I’m reading variable length code (unary code) in CUDA.
Input data is unsigned char * array, it’s big endian, MSB first.
I must read codeword that it maximum 24 bit long, and can have maximum offset of 7 bits from the byte boundary.
On CPU i’m using assembler to read 32bits as integer at byte boundary.
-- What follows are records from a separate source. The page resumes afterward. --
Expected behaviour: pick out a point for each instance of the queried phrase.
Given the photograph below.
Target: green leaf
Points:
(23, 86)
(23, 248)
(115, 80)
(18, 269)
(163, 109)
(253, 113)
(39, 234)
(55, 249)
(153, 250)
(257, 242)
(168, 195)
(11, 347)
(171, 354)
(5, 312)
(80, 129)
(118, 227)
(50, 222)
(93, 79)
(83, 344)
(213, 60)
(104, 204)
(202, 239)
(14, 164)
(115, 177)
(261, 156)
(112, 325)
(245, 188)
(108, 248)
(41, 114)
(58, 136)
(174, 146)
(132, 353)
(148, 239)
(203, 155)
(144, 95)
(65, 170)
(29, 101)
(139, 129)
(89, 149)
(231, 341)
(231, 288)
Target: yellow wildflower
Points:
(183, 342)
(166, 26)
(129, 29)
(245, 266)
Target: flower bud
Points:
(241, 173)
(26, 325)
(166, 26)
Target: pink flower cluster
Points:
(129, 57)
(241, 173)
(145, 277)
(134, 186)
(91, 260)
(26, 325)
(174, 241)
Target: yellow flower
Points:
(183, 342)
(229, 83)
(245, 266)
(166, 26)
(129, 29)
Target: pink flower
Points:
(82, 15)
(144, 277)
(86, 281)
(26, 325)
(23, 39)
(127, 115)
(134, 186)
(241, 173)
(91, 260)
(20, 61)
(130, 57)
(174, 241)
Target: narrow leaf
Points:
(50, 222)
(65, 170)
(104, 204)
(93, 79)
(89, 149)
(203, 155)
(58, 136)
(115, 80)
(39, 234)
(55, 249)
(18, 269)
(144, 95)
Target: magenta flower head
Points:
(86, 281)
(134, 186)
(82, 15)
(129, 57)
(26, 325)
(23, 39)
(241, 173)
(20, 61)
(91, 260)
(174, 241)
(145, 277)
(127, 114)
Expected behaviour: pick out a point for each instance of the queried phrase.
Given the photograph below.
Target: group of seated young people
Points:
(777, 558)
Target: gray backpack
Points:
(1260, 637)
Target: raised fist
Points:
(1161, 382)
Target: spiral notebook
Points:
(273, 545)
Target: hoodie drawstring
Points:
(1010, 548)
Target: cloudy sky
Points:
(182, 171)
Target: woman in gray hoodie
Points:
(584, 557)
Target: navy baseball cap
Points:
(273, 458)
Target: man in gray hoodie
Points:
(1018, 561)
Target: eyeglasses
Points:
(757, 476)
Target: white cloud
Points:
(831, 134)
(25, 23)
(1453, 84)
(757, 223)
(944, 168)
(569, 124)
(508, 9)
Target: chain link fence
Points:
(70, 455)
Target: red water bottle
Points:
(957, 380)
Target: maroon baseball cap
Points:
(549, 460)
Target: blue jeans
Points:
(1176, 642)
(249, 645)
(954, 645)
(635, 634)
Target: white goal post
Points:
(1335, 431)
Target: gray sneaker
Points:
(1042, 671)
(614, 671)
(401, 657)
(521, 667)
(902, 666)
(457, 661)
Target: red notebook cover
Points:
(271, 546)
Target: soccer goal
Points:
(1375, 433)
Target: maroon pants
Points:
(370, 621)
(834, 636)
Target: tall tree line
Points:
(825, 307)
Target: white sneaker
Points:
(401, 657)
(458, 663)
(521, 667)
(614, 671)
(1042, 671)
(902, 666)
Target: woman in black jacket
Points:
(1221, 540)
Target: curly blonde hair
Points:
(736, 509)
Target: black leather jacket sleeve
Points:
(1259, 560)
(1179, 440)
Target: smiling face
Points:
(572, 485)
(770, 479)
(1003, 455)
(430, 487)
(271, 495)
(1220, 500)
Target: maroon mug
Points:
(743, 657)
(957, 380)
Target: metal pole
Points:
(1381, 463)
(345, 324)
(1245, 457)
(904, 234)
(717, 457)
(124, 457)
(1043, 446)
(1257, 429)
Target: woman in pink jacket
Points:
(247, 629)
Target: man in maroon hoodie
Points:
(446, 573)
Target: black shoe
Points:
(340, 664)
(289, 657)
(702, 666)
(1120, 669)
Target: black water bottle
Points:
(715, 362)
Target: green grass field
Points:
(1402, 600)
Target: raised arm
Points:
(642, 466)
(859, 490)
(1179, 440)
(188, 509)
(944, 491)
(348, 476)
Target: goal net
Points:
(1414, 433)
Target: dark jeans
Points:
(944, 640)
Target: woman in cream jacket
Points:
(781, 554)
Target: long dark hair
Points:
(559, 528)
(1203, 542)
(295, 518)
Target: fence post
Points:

Due to x86’s litle-endian coding my int is in wrong order, so I use bswap instruction to convert x86’s little endian byte order to correct big-endian byte order, then shift left by bit offset and then use bsr instruction to count leading zeros and so on…
What about CUDA?
In CUDA counting leading zeros is even simpler using __clz() intrinsic.
However first I must read 4 big-endian bytes from unsigned char * array into 32bit int register.
From what I know CUDA behaves like x86 when I read from a int casted pointer, it assumes little-endian and read bytes in my case in wrong order.
Is there any way to read 32 bit int into CUDA’s int register from a pointer pointing to big-endian aligned integer.
Assuming A, B, C and D are one byte each and we have char/byte array:
unsigned char * Data = ABCD…
unsigned int Word = (unsigned int *)&Data;
will produce unsigned int with wrong byte order:
unsigned int Word = DCBA;